Camélia nunca teve papas na língua. Em raras tréguas antes da morte, quando o relógio marcava 17 horas, ela descia e devorava três cigarros até a última ponta. Era quando o pássaro assentava ao lado dela. Ele sem uma perna, ela sem suas usuais asas. Foi diante dessa cena de rara beleza que uma enfermeira asseverou: saiba a senhora que está muito doente e não deveria estar aqui. Ela de pronto respondeu – eu deveria estar onde quero, onde todos deveriam estar. Buft! E a moça de branco recolheu-se. Era sua última vez.
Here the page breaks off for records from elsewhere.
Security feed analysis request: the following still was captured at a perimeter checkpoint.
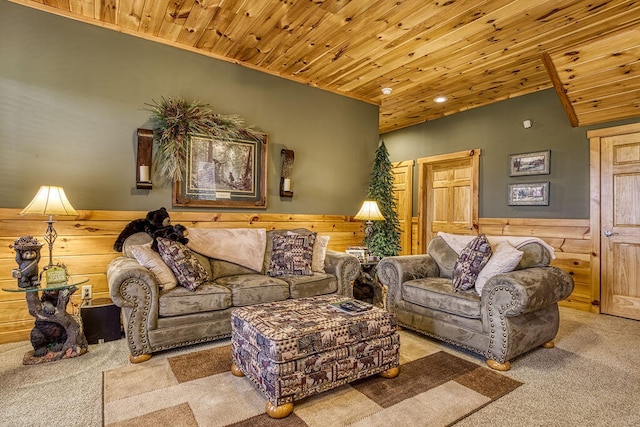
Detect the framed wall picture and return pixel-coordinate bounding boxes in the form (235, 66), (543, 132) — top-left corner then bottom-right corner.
(509, 181), (549, 206)
(173, 134), (267, 209)
(509, 150), (551, 176)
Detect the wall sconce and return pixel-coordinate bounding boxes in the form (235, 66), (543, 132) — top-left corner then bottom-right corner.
(136, 129), (153, 190)
(280, 149), (293, 197)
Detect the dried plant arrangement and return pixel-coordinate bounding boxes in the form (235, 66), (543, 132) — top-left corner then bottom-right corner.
(146, 97), (263, 182)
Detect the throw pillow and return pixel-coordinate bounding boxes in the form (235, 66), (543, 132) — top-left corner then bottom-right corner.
(312, 236), (329, 273)
(158, 237), (209, 291)
(129, 243), (178, 291)
(453, 234), (491, 292)
(475, 242), (524, 295)
(267, 233), (316, 276)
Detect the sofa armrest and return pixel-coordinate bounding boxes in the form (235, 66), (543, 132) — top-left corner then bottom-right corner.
(376, 254), (440, 311)
(107, 256), (160, 332)
(481, 266), (574, 317)
(324, 250), (360, 298)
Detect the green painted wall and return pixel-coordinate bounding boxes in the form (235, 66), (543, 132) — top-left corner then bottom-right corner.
(0, 0), (378, 215)
(381, 89), (638, 219)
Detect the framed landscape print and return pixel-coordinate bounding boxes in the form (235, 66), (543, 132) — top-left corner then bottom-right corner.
(173, 134), (267, 209)
(509, 150), (551, 176)
(509, 181), (549, 206)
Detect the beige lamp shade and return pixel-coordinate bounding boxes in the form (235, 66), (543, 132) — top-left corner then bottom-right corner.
(20, 185), (78, 216)
(353, 200), (384, 221)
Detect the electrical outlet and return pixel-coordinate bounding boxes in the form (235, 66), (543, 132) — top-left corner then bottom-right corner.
(82, 285), (91, 299)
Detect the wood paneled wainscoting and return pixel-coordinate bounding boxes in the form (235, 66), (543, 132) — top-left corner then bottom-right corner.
(0, 209), (364, 344)
(411, 217), (600, 313)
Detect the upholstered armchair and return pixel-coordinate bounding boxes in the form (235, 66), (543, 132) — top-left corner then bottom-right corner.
(378, 237), (574, 371)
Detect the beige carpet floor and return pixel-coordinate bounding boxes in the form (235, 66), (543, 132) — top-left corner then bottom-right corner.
(104, 333), (521, 427)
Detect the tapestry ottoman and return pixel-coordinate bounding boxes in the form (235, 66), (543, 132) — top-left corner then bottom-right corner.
(231, 295), (400, 418)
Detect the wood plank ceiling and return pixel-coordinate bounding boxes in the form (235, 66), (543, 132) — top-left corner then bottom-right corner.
(10, 0), (640, 133)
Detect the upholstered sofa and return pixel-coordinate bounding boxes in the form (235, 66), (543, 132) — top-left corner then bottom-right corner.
(107, 228), (360, 363)
(377, 234), (574, 371)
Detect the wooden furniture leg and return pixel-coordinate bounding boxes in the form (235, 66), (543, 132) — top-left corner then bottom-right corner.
(487, 359), (511, 371)
(129, 354), (151, 363)
(379, 366), (400, 378)
(265, 400), (293, 419)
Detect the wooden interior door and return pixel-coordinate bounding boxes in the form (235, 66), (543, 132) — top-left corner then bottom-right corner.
(600, 129), (640, 320)
(391, 160), (413, 255)
(418, 149), (480, 253)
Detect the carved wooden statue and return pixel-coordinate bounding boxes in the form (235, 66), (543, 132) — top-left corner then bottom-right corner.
(10, 236), (44, 288)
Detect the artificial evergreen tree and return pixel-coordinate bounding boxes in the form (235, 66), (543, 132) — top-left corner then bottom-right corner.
(366, 141), (401, 257)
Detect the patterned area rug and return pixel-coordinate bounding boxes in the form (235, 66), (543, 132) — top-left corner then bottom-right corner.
(103, 331), (521, 427)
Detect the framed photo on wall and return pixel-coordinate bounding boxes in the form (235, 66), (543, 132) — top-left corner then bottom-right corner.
(509, 181), (549, 206)
(509, 150), (551, 176)
(173, 134), (267, 209)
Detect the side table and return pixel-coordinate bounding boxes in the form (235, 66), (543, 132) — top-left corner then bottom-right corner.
(2, 278), (89, 365)
(353, 261), (386, 308)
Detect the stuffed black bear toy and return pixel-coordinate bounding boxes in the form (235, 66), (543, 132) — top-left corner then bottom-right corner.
(113, 208), (171, 252)
(151, 224), (189, 252)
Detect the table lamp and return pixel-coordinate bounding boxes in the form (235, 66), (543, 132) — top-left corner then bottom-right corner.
(353, 200), (384, 241)
(20, 185), (78, 269)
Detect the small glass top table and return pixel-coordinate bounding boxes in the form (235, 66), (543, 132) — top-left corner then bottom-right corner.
(2, 277), (89, 365)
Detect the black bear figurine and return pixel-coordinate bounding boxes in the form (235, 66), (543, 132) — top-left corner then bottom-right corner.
(113, 208), (171, 252)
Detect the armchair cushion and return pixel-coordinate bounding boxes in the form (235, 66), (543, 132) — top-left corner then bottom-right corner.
(475, 242), (524, 295)
(402, 277), (481, 319)
(453, 234), (492, 291)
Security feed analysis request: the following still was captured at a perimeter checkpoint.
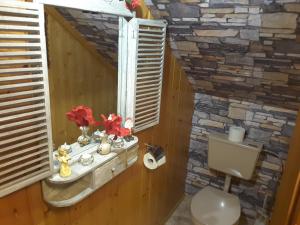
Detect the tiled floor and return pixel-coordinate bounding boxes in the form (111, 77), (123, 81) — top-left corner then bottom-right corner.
(165, 195), (247, 225)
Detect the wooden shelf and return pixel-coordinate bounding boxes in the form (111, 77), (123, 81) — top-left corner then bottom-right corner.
(42, 137), (138, 207)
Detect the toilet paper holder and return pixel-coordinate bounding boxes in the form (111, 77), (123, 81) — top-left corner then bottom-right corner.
(144, 144), (166, 170)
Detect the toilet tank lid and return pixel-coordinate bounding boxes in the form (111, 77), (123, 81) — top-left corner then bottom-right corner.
(208, 133), (263, 152)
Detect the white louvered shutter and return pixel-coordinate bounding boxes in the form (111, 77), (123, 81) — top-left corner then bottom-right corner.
(126, 18), (167, 132)
(0, 0), (52, 197)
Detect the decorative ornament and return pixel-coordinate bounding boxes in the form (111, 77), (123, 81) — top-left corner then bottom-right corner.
(66, 105), (99, 147)
(56, 147), (72, 177)
(77, 127), (92, 147)
(97, 134), (111, 155)
(125, 0), (141, 10)
(101, 114), (130, 138)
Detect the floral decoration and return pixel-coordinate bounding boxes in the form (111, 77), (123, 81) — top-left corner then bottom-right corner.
(125, 0), (140, 10)
(66, 105), (99, 127)
(101, 114), (131, 137)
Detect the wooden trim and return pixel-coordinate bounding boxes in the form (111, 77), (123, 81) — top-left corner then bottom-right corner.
(34, 0), (134, 17)
(270, 111), (300, 225)
(45, 6), (116, 71)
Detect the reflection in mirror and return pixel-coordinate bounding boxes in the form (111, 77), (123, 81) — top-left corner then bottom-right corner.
(47, 8), (119, 148)
(59, 8), (119, 68)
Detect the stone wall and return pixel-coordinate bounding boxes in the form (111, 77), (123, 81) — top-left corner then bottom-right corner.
(186, 93), (297, 224)
(146, 0), (300, 109)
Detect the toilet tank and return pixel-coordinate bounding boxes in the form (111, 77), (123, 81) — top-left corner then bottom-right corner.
(208, 134), (262, 180)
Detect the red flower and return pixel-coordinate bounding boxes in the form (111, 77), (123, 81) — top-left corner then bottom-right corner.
(126, 0), (140, 10)
(66, 105), (98, 127)
(101, 114), (130, 137)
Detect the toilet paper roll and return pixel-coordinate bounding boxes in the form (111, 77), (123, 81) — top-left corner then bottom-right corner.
(144, 152), (158, 170)
(228, 126), (245, 143)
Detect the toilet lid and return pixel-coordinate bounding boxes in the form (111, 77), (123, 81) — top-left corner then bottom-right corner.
(191, 187), (241, 225)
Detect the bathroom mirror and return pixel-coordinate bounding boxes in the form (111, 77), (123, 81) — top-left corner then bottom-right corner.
(38, 0), (132, 148)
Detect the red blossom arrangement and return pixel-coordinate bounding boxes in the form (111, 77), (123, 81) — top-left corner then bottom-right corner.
(66, 105), (99, 127)
(101, 114), (131, 138)
(125, 0), (140, 10)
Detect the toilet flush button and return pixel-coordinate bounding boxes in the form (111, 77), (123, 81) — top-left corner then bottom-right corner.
(220, 202), (225, 208)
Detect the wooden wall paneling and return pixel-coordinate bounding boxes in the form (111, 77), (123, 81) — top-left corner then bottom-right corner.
(290, 171), (300, 225)
(270, 113), (300, 225)
(0, 0), (193, 225)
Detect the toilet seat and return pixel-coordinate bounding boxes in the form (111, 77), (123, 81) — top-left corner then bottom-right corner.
(191, 187), (241, 225)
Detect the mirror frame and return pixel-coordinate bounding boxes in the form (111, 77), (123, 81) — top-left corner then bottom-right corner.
(34, 0), (134, 17)
(34, 0), (135, 118)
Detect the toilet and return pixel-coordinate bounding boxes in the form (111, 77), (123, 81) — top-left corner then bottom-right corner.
(191, 134), (262, 225)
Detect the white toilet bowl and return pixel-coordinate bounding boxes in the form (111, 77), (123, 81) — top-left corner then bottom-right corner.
(191, 187), (241, 225)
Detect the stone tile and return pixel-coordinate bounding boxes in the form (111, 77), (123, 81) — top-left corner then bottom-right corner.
(194, 29), (239, 37)
(169, 2), (200, 18)
(261, 13), (298, 29)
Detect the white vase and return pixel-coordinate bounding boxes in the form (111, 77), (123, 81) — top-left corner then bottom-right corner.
(98, 134), (111, 155)
(77, 127), (91, 147)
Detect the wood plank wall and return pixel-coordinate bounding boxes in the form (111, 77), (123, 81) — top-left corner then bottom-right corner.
(0, 2), (193, 225)
(271, 113), (300, 225)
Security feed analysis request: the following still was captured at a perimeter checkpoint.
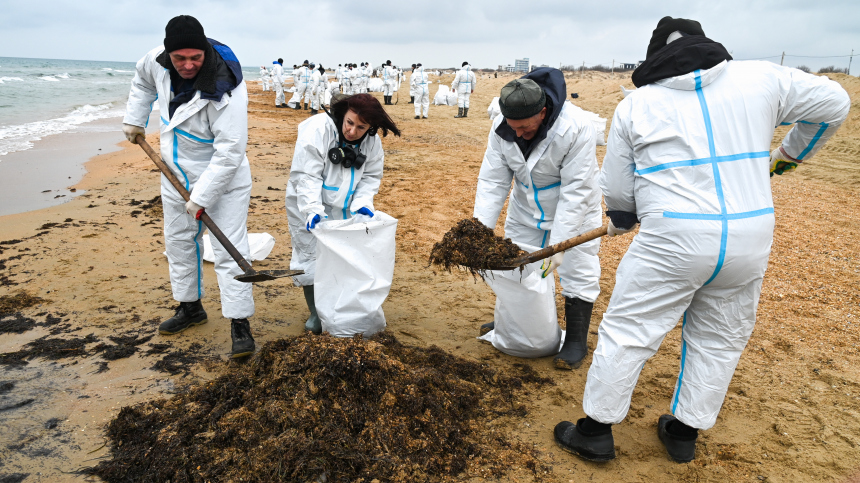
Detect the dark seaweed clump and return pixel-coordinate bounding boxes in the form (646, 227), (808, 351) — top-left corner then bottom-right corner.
(86, 334), (552, 483)
(430, 218), (526, 273)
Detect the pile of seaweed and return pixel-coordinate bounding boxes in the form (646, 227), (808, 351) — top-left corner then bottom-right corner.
(430, 218), (526, 274)
(86, 334), (552, 483)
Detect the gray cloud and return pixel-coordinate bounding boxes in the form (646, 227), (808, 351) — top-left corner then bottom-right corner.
(0, 0), (860, 74)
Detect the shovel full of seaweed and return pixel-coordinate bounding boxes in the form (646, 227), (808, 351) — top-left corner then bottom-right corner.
(430, 218), (607, 273)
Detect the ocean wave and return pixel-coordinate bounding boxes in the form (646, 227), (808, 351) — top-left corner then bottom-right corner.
(0, 103), (125, 156)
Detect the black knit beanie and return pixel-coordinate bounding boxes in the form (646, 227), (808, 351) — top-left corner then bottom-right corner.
(645, 17), (705, 59)
(164, 15), (209, 53)
(499, 79), (546, 121)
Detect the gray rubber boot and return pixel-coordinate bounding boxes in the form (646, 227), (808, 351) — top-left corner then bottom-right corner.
(302, 285), (322, 335)
(553, 297), (594, 371)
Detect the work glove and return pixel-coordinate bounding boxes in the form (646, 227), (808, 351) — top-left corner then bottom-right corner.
(185, 200), (204, 220)
(305, 213), (328, 231)
(540, 252), (564, 278)
(122, 123), (146, 144)
(606, 219), (636, 236)
(354, 207), (373, 223)
(770, 146), (803, 178)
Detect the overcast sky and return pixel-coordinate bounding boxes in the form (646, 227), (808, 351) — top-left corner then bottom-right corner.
(0, 0), (860, 75)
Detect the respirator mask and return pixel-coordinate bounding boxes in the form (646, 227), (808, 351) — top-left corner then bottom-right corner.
(328, 143), (367, 169)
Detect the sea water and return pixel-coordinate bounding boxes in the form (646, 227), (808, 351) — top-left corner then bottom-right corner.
(0, 57), (259, 162)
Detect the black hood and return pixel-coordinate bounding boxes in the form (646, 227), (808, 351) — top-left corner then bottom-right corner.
(496, 67), (567, 159)
(633, 35), (732, 87)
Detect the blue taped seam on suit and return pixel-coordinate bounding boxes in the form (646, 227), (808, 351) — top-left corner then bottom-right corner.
(194, 220), (203, 300)
(797, 121), (829, 161)
(634, 151), (770, 176)
(343, 168), (355, 220)
(672, 311), (687, 414)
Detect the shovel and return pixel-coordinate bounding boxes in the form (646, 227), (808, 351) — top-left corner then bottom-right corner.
(491, 226), (608, 270)
(135, 134), (305, 283)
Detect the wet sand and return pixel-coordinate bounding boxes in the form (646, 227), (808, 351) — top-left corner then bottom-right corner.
(0, 74), (860, 482)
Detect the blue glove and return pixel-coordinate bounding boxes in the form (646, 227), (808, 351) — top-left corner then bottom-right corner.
(353, 207), (373, 223)
(305, 214), (320, 231)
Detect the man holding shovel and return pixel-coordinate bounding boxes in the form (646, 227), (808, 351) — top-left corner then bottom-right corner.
(474, 68), (602, 370)
(123, 15), (254, 358)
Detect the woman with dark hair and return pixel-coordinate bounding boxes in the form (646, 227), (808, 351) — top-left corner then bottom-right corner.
(286, 94), (400, 334)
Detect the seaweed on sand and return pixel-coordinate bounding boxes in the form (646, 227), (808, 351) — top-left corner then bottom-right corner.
(86, 334), (552, 482)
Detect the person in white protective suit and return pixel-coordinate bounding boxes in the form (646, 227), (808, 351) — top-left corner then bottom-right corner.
(293, 60), (311, 111)
(286, 94), (400, 334)
(554, 17), (850, 462)
(123, 15), (254, 358)
(382, 60), (397, 106)
(272, 59), (287, 107)
(451, 62), (478, 118)
(409, 63), (430, 119)
(310, 64), (325, 116)
(260, 65), (272, 92)
(474, 67), (602, 370)
(407, 64), (415, 104)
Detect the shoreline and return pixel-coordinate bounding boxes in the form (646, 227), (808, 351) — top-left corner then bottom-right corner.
(0, 112), (158, 217)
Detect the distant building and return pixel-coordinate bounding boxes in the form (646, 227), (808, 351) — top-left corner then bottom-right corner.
(514, 57), (529, 72)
Uma mulher diante da morte, um passarinho e a gaguez de quem não consegue tocar a potência da vida. Quem já morreu sabe que o maior sentimento nunca se conta. Camélia não fala mais. Não mais visita o lá fora. No ‘107’ houve até cânticos de despedida. Januária despontou na janela, e Carolina com seus olhos fundos guardou a dor. Compomos uma intensa sinfonia. Calada a morte permanecia. O olhar cerrado de Camélia cravado em nossas retinas. Imersos na direção do nada. Eu vi. A morte não é verbo. Respira-se vida até que ela se cale. Sem possibilidade de composição de nenhum predicado. Mesmo que em algum momento todos ainda cantem. É muda a partida.